Eurozone business activity picked up strongly in October to a 10-month high, recovering from a dip in September, as economic powerhouse Germany led the way, a closely watched survey showed Monday.
Data monitoring company IHS Markit said the October figures were encouraging, after months where the economy has bumped along the bottom and was then badly rattled by Britain's shock vote to quit the European Union in June.
It said its preliminary October Composite Purchasing Managers Index (PMI) for the 19-nation eurozone jumped to 53.7 points from 52.6 in September.
The PMI measures companies' readiness to spend on their business and so gives a good idea of how the underlying economy is performing.
Any reading above the boom-bust 50 points line indicates the economy is expanding.
By sector, the PMI for services rose to 53.5 points from 52.2 in September while manufacturing hit 53.3 points after 52.6.

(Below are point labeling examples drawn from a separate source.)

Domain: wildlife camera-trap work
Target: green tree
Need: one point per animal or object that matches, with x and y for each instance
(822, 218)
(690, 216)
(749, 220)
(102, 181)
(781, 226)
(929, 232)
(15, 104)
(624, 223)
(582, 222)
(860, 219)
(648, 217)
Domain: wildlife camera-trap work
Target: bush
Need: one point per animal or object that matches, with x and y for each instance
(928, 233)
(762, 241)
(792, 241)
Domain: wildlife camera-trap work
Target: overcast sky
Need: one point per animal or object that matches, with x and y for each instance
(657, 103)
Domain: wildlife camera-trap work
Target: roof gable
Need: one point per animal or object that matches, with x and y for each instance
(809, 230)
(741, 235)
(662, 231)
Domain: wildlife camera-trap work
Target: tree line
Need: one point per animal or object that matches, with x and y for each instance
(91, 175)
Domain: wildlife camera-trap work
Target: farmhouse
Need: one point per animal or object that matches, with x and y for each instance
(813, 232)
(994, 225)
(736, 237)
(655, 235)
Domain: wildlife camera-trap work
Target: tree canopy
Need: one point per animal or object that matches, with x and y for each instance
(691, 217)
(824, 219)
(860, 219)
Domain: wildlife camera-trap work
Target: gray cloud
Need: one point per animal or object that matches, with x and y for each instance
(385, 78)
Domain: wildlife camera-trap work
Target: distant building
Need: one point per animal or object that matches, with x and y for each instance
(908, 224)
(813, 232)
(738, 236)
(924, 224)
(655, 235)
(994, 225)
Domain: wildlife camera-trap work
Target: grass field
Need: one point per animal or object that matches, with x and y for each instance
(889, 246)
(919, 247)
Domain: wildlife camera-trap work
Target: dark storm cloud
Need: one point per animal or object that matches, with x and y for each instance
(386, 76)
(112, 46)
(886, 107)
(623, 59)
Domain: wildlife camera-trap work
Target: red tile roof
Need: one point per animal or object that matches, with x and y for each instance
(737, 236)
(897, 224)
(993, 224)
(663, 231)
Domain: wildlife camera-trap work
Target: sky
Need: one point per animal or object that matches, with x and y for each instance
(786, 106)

IHS Markit said a strong performance in Germany helped offset continued softness in France, the second largest eurozone economy.

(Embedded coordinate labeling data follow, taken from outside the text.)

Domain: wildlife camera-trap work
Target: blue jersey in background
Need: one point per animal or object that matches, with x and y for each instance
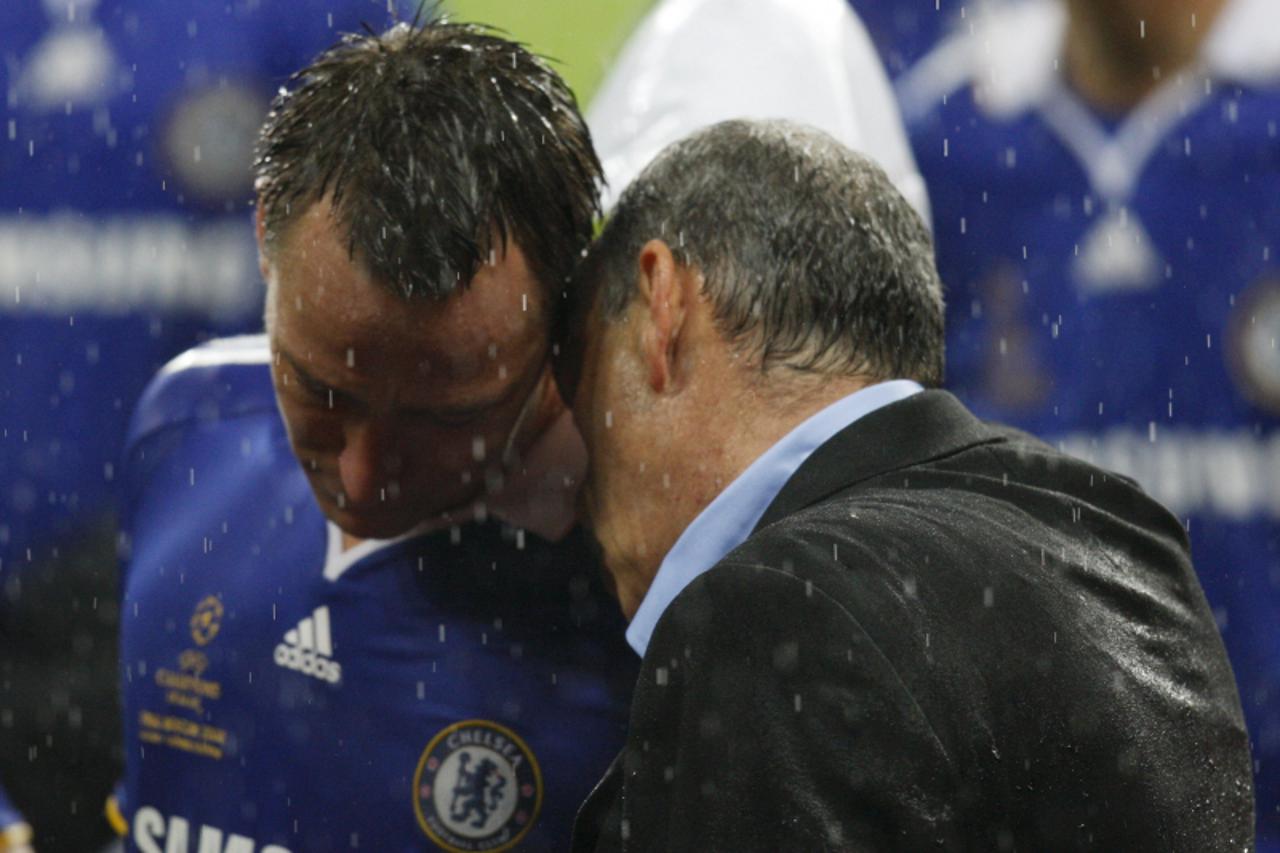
(1114, 286)
(124, 226)
(461, 689)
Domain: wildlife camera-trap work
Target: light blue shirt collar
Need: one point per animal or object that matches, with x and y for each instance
(728, 520)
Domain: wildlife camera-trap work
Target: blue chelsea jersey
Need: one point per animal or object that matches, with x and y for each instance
(1114, 287)
(461, 689)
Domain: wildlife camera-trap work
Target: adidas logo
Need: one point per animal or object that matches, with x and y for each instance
(309, 648)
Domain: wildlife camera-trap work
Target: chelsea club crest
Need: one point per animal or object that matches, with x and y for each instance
(478, 788)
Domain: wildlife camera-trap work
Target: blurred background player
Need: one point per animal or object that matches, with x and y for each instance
(124, 238)
(374, 621)
(1105, 179)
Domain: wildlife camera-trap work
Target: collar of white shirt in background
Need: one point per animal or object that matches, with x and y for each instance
(728, 520)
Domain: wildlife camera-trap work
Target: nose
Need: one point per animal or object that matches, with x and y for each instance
(369, 463)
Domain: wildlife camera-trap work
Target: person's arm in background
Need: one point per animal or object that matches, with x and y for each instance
(698, 62)
(14, 830)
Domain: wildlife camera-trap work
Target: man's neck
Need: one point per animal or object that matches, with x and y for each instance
(778, 406)
(1118, 51)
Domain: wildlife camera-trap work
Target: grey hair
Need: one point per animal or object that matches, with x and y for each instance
(810, 256)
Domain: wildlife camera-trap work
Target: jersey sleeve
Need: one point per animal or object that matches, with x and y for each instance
(694, 63)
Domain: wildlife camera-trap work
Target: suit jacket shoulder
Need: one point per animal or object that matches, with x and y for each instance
(942, 634)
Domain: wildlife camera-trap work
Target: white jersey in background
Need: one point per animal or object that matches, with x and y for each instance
(694, 63)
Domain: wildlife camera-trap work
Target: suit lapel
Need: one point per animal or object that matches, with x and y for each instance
(598, 811)
(926, 425)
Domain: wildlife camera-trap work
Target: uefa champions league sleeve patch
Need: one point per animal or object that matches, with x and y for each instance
(478, 788)
(1253, 343)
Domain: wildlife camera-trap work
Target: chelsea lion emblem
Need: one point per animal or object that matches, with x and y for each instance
(478, 788)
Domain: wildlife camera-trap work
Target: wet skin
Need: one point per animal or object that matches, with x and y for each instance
(401, 410)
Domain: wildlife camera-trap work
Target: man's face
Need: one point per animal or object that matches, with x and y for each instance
(398, 410)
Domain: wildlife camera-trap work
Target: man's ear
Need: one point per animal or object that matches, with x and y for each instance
(260, 231)
(666, 300)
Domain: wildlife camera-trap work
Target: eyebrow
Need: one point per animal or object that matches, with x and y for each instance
(307, 379)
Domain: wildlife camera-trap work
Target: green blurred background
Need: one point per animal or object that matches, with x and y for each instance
(584, 36)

"The eurozone economy showed renewed signs of life at the start of the fourth quarter, enjoying its strongest expansion so far this year with the promise of more to come," IHS Markit chief business economist Chris Williamson said in a statement.
"With backlogs of work accumulating at the fastest rate for over five years, business activity growth and hiring look set to accelerate further as we head towards the end of the year," Williamson said.
He said the figures were consistent with growth of 0.4 percent in the last three months of 2016, with Germany now expected to gain 0.5 percent.
While France will be slower at an estimated 0.2-0.3 percent, "there are various indicators which suggest that France will enjoy stronger growth in coming months," he said.
In all, "policymakers will be encouraged by signs of both stronger economic growth and rising price pressures," which could see the European Central Bank ease back on its massive economic stimulus programme.
The eurozone economy grew 0.3 percent in the three months to June, down sharply from 0.6 percent in the first quarter.